Del fuego en el hogar
No encuentro nada que nos falte.
Tenemos gasolinera propia, Lilit y yo, un hogar de lujo en mitad del desierto. Se alza sobre las grandes dunas y los primeros espejismos, con los surtidores en acero inoxidable, limpios y garantizados de por vida. Al fondo de la parcela, un Snack-bar en cartón piedra que imita con una acierto indiscutible el color y la forma de una calabaza de Halloween, en dos alturas. Desde el segundo nivel de la calabaza, donde compartimos las noches, por costumbre, en las horas con pereza de dormir me asomo y veo arder otras gasolineras no muy distintas a lo largo del desierto, aquí y allá, como fuegos fatuos.
¿Qué no tenemos? Me pregunto yo.
Más allá de la gasolinera somos padres de una chiva enana y del primer tomo de un curso actualizado de derecho civil. Constituimos un todo, entre los cuatro. Y cada cual tiene su carácter, a qué negarlo. Pero los domingos olvidamos cualquier diferencia, gasolinera y Snack-bar, por asistir en familia a clases de yoga.
-¿A ti te gusta el yoga? –me pregunta Lilit algunas veces.
-Claro.
-De lo contrario, me lo dirías ¿Verdad?
-Claro –contesto sin dudar, siempre, aunque en ocasiones pueda sentir reparos o acuse un miedo atroz a perderlo todo.

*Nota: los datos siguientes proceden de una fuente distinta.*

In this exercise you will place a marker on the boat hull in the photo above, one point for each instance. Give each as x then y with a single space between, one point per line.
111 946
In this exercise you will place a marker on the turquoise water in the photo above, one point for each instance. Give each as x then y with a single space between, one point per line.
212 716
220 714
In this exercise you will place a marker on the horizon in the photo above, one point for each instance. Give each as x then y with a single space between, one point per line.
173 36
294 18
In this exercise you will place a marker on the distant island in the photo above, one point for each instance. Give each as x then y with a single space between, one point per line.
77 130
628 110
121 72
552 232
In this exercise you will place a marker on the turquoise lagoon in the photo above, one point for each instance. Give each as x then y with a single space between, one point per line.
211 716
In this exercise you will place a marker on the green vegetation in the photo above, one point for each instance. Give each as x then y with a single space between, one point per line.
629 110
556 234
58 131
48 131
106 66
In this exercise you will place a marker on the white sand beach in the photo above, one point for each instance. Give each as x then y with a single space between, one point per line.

En la última puesta de sol con cielo púrpura e indicios de tormenta eléctrica, a finales del pasado octubre, tuvimos un sobresalto: mi hija se levantó sonámbula, delirante, y más allá de toda explicación razonable fue a embestir a un tipo de rostro ceniciento que sólo estaba allí por casualidad, para repostar. Con aquel señor aún buscando a gatas sus lentes en la arena, la pequeña orinó sobre su mapa y le mordió rabiosa el neumático de repuesto; y no hubo forma humana de impedirlo, hasta que hurgó en la guantera de la berlina y consiguió engullir un ramillete de encendedores de mecha, todos idénticos. Lo pasamos mal, su madre y yo. Por suerte el hombre no quiso denunciarla. Adoro a mi hija; pero, la verdad, me tranquiliza creer que su hermano cuidará de ella como es debido si Lilit y yo hemos de faltar, quién sabe. Él es un chico recto y sensato. Desde aquel incidente nunca olvido pagar en plazo nuestros seguros.
¿Qué más?
Tenemos una velada al año, la de Todos los Santos, en que ninguna otra gasolinera atrae a tanta gente. Algunas familias nos cuentan, sentados sobre la arena, que conducen durante horas esquivando incendios impredecibles, llamas cautivadoras como sirenas, con el fin de pasear un rato entre los surtidores de acero impolutos, especulares. Hay quienes toman fotografías de la calabaza antes de partir.
Es lo que tenemos.
Y está bien.
La vida es esto.
Esto y el placer de imaginar cuál será la noche en que, además, nos alcance el fuego.